# R Visualization for Telco Customer Churn Analysis
## CC6058ES Big Data and Visualisation Coursework

**Student ID:** E285181  
**Date:** December 2025

This notebook demonstrates R visualization techniques for the Telco Customer Churn dataset, including decision trees, Naive Bayes classification, and clustering visualizations.

In [None]:
# Load required libraries
library(tidyverse)
library(caret)
library(rpart)
library(rpart.plot)
library(e1071)  # For Naive Bayes
library(cluster)
library(factoextra)
library(ggplot2)
library(gridExtra)

# Set working directory
setwd("C:/Users/DELL/OneDrive/Desktop/BDV Coursework/New folder/Telco_Churn_Project")

# Load the dataset
data <- read.csv("data/raw/Telco_Customer_Churn_Dataset.csv")

# Display first few rows
head(data)

# Summary statistics
summary(data)

In [None]:
# Data Preprocessing
# Convert Churn to factor
data$Churn <- as.factor(data$Churn)

# Handle missing values in TotalCharges
data$TotalCharges <- ifelse(is.na(data$TotalCharges), median(data$TotalCharges, na.rm = TRUE), data$TotalCharges)

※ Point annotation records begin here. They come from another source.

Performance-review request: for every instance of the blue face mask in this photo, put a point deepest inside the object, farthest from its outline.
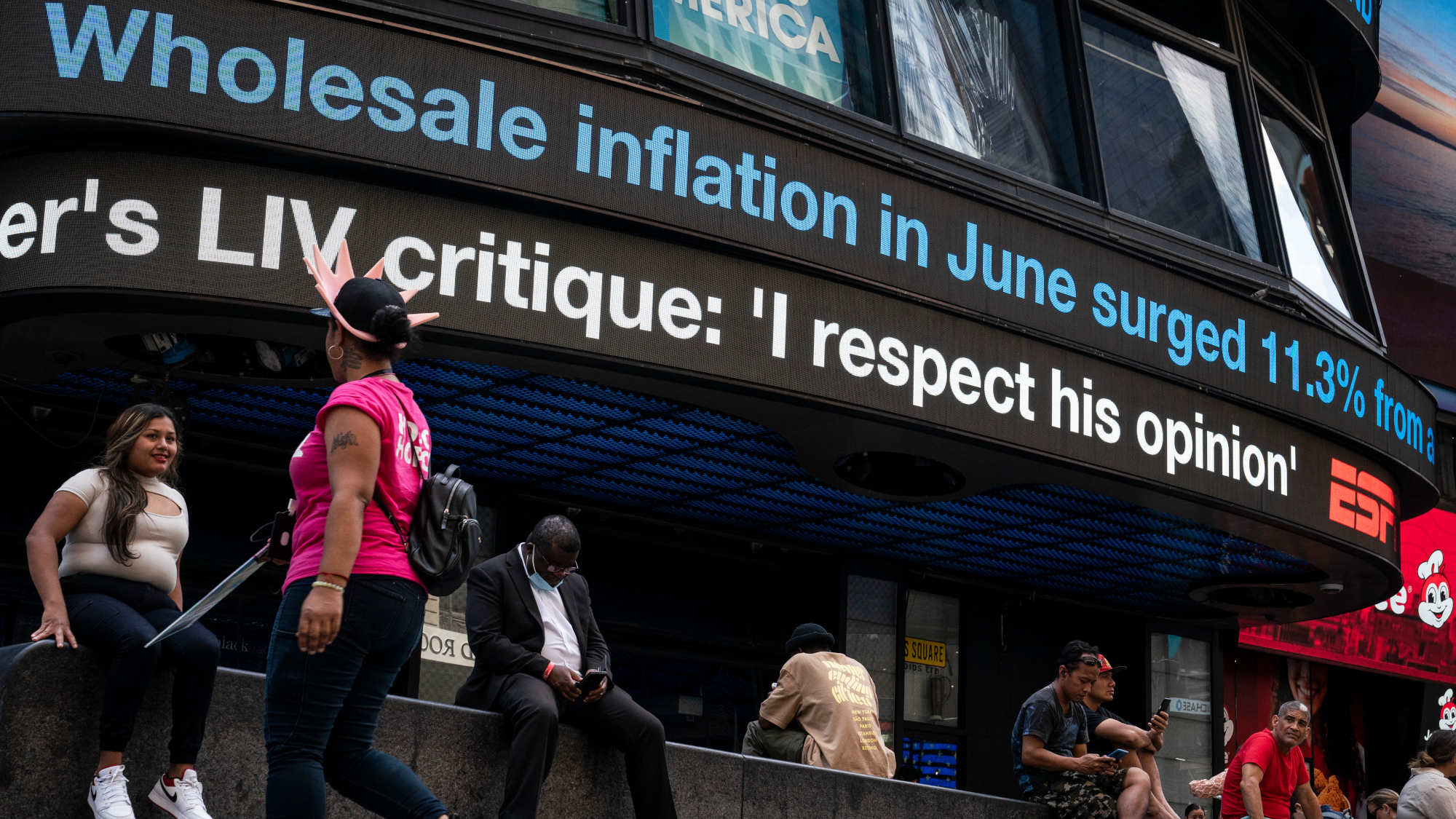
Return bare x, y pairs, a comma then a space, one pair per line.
537, 579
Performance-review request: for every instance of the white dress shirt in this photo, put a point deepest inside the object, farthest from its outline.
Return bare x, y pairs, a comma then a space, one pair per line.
561, 638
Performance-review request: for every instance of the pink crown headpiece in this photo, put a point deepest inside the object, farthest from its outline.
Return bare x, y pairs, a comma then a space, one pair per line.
330, 282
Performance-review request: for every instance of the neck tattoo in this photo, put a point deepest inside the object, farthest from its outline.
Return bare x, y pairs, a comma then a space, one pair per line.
353, 359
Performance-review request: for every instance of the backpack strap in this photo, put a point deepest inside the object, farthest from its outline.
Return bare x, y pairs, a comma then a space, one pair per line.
382, 502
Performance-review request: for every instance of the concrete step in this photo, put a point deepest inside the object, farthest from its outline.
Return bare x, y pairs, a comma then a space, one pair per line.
50, 708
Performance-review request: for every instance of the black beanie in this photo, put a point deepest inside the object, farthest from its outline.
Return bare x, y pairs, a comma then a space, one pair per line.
806, 634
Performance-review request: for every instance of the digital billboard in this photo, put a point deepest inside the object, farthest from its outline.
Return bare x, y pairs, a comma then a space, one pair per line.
1410, 634
1404, 186
369, 92
162, 223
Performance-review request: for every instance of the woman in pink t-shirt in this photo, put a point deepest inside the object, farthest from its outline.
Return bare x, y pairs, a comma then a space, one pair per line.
353, 608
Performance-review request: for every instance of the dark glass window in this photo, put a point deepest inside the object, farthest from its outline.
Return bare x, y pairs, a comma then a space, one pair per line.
1276, 65
1170, 145
935, 761
816, 47
1305, 212
1199, 18
986, 78
604, 11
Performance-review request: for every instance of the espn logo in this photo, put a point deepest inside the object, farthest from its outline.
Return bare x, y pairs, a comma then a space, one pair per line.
1361, 500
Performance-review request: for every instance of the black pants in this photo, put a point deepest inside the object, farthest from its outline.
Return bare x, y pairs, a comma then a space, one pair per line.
323, 710
117, 618
537, 710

# Convert categorical variables to factors
categorical_cols <- c("gender", "Partner", "Dependents", "PhoneService", "MultipleLines",
                     "InternetService", "OnlineSecurity", "OnlineBackup", "DeviceProtection",
                     "TechSupport", "StreamingTV", "StreamingMovies", "Contract",
                     "PaperlessBilling", "PaymentMethod")

data[categorical_cols] <- lapply(data[categorical_cols], as.factor)

# Convert SeniorCitizen to factor
data$SeniorCitizen <- as.factor(data$SeniorCitizen)

# Select relevant features for modeling
features <- c("gender", "SeniorCitizen", "Partner", "Dependents", "tenure",
              "PhoneService", "MultipleLines", "InternetService", "OnlineSecurity",
              "OnlineBackup", "DeviceProtection", "TechSupport", "StreamingTV",
              "StreamingMovies", "Contract", "PaperlessBilling", "PaymentMethod",
              "MonthlyCharges", "TotalCharges", "Churn")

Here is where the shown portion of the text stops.